I'll be buying mostly all parts from *Lamington Road* within a week.
I would also like if someone can update the price list of the items that can be bought from Lamington Road.

Parts i didnt add to the list are. Please advice me on this too...

DVD Writer
Wireless LAN Card

I am online almost whole day so will look forward to good discussions...


----------



## The_Man (Feb 13, 2011)

Why do you want to run half life @100fps???You should go for a quad if you're looking for multitasking.
Intel doesn't offer a quad at that price range so forget about the quad but the sandy bridge i3 which is about to release in a week is an excellent cpu.But it wont be as cheap as the AMD X4


> Crossair/Transcend DDR3 1333 RAM 2GB - Est 2.7k


You will get Corsair 2GB memory for just 1.2K.
What's your budget?


----------



## DeXt0R (Feb 13, 2011)

AMD Athlon II X4 640 is better than an Intel core 2 duo E6550 right? Thats enough for me.

I want to run CS at 100 FPS, not HL. But its important. There is a difference i play when i lay at the normal 60 fps and when i increase it to 100 fps.

Even am not sure on the reason behind it.. but my current config is able to do that. It has a Core2Duo E6550 and a XFX 9400 GT 512mb gfx card.

Thanks for the price update on RAMs.. Dont know why online listings give 2x price on rams.

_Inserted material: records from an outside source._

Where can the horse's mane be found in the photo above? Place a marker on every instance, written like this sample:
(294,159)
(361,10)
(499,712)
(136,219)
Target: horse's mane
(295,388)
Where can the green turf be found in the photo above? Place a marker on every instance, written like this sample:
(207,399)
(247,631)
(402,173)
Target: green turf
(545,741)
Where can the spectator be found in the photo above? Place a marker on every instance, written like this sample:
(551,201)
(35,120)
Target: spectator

Trying to keep budget at lowest.
*Also want to buy a Flat screen monitor. Atleast 21"*


----------



## Jaskanwar Singh (Feb 13, 2011)

Specify ur budget inc monitor.

And AMD Athlon II x4 640 is better than core i3 2100.


----------



## The_Man (Feb 13, 2011)

> And AMD Athlon II x4 640 is better than core i3 2100.


Again...
It's not when it comes to gaming and photoshop operations.

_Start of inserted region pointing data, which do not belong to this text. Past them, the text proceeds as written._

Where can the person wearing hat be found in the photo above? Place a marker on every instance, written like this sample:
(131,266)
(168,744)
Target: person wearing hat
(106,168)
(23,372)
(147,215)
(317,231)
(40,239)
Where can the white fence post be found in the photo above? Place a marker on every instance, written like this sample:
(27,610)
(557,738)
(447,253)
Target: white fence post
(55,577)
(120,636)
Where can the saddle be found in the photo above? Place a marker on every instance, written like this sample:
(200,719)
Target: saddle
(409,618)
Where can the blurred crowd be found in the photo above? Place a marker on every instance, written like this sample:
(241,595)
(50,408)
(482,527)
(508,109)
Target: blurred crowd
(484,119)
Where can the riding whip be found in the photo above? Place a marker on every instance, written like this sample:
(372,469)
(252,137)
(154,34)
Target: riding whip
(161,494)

*images.anandtech.com/graphs/graph4083/35024.png

*images.anandtech.com/graphs/graph4083/35038.png
*images.anandtech.com/graphs/graph4083/35050.png

For complete results, go here


----------



## Jaskanwar Singh (Feb 14, 2011)

thats 6 seconds saved in photoshop and not 6 hours. 

now here is a quote from anandtech -


> In these heavily threaded situations, AMD's Athlon II X4 645 is a better option than the 2100.



see that you might get some more fps in games, in this case 6. do you think it will be noticeable?

in other one its 15. but for how long. given that everything is slowly becoming multithreaded that 15 fps in future will shift opposite.! new games like crysis 2 will be optimised for more cores.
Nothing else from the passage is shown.